Tonight was the perfect night to have the window open. The breeze fluttered through his studio apartment and played with his clothes, all hanging near the door at the far wall. His blue curtains billowed upwards, forming flowing curves as they blocked the television opposite his bed. The apartment was cluttered, but it kind of had to be. There wasn’t enough room to put his video games in the closet, or to keep all of his appliances in the kitchen. Kyle liked to keep a clean space nonetheless; everything had been dusted and wiped down within an inch of its life in the past few days. Cleaning was a good way to de-stress.

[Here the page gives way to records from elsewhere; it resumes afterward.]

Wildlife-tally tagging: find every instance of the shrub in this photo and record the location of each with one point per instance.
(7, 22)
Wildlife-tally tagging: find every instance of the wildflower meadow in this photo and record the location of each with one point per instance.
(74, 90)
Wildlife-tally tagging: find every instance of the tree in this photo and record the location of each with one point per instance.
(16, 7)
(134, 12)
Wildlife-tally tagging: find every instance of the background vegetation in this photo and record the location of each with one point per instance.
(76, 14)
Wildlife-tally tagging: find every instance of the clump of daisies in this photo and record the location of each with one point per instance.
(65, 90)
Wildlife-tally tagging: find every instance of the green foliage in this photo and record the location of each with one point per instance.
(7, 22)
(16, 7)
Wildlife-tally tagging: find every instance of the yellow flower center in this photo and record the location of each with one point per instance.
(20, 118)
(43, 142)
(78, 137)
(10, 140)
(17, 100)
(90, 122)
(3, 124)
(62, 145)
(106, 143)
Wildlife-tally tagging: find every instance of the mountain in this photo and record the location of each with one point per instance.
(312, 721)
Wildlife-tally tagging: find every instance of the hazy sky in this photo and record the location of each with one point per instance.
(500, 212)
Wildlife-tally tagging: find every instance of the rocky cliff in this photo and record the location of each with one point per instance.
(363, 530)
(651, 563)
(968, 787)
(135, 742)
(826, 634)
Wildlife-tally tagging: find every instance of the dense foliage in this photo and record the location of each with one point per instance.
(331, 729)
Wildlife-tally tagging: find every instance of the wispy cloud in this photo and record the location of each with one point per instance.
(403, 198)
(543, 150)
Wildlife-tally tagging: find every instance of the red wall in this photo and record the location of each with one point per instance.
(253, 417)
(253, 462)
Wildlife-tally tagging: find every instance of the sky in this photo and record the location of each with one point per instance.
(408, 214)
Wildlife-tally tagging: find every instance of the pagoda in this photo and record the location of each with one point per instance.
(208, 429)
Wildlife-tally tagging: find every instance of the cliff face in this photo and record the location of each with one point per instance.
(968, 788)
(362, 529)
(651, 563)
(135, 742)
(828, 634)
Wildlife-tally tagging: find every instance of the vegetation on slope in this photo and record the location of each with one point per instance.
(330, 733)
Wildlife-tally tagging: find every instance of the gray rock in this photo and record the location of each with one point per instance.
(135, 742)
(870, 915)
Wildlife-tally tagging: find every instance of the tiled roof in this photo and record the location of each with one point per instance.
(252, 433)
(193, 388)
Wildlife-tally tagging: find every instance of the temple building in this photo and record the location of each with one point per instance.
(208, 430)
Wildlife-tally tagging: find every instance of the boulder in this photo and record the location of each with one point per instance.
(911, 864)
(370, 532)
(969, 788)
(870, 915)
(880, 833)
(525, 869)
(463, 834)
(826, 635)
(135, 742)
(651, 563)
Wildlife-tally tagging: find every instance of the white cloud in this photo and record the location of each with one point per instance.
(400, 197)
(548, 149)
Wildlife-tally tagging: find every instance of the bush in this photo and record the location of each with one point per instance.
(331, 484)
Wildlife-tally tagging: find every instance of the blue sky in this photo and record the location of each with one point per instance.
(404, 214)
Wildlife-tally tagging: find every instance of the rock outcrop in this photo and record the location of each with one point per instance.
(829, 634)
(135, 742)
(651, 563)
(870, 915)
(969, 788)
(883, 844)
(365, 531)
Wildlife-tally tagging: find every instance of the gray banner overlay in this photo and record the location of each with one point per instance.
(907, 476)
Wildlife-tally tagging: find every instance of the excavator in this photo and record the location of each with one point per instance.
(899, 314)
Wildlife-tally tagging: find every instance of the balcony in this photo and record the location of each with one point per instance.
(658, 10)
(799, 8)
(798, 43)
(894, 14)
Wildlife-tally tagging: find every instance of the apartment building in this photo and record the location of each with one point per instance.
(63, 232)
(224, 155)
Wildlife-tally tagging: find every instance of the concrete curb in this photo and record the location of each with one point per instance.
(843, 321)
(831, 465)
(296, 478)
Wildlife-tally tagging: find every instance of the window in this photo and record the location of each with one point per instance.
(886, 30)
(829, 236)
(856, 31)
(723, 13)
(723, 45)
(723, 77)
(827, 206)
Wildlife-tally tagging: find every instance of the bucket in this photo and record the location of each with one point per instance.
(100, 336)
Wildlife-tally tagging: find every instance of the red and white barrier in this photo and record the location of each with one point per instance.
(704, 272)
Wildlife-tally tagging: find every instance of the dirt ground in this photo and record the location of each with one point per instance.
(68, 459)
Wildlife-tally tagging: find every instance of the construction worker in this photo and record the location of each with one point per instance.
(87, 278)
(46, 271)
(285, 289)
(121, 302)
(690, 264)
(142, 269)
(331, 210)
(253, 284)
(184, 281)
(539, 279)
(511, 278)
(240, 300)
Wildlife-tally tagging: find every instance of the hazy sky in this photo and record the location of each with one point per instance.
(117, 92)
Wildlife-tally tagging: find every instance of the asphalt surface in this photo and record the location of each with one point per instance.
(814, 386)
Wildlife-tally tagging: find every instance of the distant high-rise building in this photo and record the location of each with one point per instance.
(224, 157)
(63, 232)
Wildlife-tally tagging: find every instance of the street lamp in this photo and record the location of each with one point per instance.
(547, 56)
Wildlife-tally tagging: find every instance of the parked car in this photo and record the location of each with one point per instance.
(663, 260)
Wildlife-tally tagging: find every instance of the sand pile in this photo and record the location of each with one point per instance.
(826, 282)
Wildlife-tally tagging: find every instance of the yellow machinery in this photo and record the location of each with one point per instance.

Kyle felt like his whole life had been nothing but stress lately. He’d signed up willingly for the most pressing stress in his life: his Juris Doctor degree program. While the workload was intense and he wondered if he was making the right choice with his career at times, it would all be worth it when he had that degree in hand and could finally start studying for the bar. Being a lawyer like his dad had always been his goal, after all. Only two more years!
Being in a beautiful area like Stanford, California really helped offset some of that academic pressure. It was such a shift from his hometown in almost every way! People were so much milder and less inclined to burn the town down over, like, the Starbucks making their cups orange or something. The weather, while it could throw unpredictable and violent rainstorms at you, was always varied and more livable than 11 straight months of snow. No one was trying to rope him into crazy schemes or half-baked plans…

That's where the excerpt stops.